Si parte dunque alla grande con la Maddalena penitente di Tiziano: lacrimosa e struggente, uscita per la prima volta dai penetrali di una collezione privata tedesca, è una variazione su un tema caro al maestro veneto, all’altezza delle sue opere più celebrate e famose. Le stanno accanto altre sante ed eroine, tra cui l’ispirata Sant’Agnese del Guercino. Da qui ci addentriamo nei territori della mitologia e dell’antichità, e passiamo in rassegna divinità statuarie e compiacenti, come la Venere di Luca Longhi, amanti risolute e devote, come l’Artemisia di Francesco Cairo, e regine orgogliose e disperate, come la Cleopatra di Giovanni Andrea De Ferrari.
GLI ARTISTI IN MOSTRA A BRESCIA
Nella sezione dei ritratti il termometro emozionale varia dalla composta severità neoclassica della Francesca Lechi dell’Appiani all’ariosa spensieratezza della fanciulla effigiata in Un colpo di vento, dipinto da Gaetano Bellei all’inizio del Novecento e immagine-simbolo della mostra, tutto un palpitar di veli e di moine attivato da un tratteggio soffuso di filamenti luminosi.
A metà del percorso assistiamo a un cambiamento di soggetto: frutta, fiori, vasellame, la donna se ne sta fuori dal quadro e si impone alla nostra attenzione come autrice di nature morte. Spiccano le tempere di Giovanna Garzoni, che coniugano grazia eterea e botanica precisione, e un trittico di frutta di Fede Galizia, caravaggescamente aggiornato. Oltre alle due “mirabili pittoresse” seicentesche, da notare l’inaspettata presenza di Amanzia Guérrillot Inganni, una delle tante sorprese dell’esposizione, con due tele a pendant di soggetto ornitologico e floreale, eseguite nel 1860.

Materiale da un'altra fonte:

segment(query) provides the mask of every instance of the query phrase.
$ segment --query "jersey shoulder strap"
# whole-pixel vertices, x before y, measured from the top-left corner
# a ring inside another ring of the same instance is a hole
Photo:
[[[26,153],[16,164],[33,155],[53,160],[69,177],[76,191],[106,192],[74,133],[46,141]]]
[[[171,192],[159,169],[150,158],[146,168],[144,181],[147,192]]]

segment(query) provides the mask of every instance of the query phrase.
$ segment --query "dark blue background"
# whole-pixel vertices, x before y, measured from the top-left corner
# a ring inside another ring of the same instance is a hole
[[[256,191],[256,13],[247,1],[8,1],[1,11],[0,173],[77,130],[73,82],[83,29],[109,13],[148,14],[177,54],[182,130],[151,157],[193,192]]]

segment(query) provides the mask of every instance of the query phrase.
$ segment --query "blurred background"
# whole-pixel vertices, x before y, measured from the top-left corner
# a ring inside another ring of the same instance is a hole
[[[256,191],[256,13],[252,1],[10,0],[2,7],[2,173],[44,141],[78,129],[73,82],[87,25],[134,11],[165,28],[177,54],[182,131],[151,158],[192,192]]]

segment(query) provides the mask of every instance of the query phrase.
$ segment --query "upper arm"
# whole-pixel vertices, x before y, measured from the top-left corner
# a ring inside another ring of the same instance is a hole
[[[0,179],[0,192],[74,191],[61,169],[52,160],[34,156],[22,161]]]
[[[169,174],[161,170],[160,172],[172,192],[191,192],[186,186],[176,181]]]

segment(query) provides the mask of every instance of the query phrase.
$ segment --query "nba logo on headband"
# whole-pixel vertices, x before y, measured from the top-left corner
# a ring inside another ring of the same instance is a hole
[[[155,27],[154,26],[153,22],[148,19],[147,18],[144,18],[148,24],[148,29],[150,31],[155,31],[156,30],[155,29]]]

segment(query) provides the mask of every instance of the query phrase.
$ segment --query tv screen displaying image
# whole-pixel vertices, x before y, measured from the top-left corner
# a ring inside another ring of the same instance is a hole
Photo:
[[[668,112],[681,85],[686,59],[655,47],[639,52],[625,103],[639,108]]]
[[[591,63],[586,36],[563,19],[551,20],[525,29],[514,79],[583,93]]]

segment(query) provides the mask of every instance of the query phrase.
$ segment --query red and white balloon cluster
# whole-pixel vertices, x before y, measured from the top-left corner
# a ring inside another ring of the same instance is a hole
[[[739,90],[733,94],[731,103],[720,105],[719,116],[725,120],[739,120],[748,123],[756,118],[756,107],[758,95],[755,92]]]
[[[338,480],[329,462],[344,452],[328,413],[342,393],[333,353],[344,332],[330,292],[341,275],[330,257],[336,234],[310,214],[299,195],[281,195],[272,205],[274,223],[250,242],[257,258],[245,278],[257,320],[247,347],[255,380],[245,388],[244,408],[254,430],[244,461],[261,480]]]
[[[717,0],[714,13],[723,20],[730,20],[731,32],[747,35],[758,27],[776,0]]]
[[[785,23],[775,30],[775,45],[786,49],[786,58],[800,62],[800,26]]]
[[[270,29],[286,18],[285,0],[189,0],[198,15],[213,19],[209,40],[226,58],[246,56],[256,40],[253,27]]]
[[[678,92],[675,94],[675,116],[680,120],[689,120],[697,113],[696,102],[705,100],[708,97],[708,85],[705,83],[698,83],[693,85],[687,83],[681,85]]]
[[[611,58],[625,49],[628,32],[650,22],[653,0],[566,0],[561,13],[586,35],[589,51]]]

I TEMI. DALLA MATERNITÀ AL LAVORO
Chiusa questa parentesi si prosegue con scene di maternità e quotidianità, ora cupe e intristite nella miseria, come nella Madre del Ceruti, ora allietate da una spensieratezza bambinesca, come nell’iperrealismo in versione Belle Époque delle Gioie infantili di Gaetano Chierici. Da qui accediamo alla sezione sociologicamente più rilevante, riguardante la sfera del lavoro: nelle campagne, nelle manifatture, negli interni domestici.
Ed ecco infine, a concludere il capitolo più ammiccante e sensuale, Giovanni Boldini, che avevamo già incontrato nella sua veste più ufficiale, con uno di quei ritratti in cui il volto della gentildonna di turno non riesce a dissimulare un sentore di ricalco fotografico in contrasto col forsennato svariare di pennellate nelle vesti e nello sfondo: lo ritroviamo alla fine del percorso nella sua versione più moderna, scapigliata ed espressionista, con due splendidi studi di femme fatale, le quali protervamente sembrano voler smentire la famigerata asserzione di Roberto Longhi, che la bellezza femminile sia sempre stata la rovina della pittura.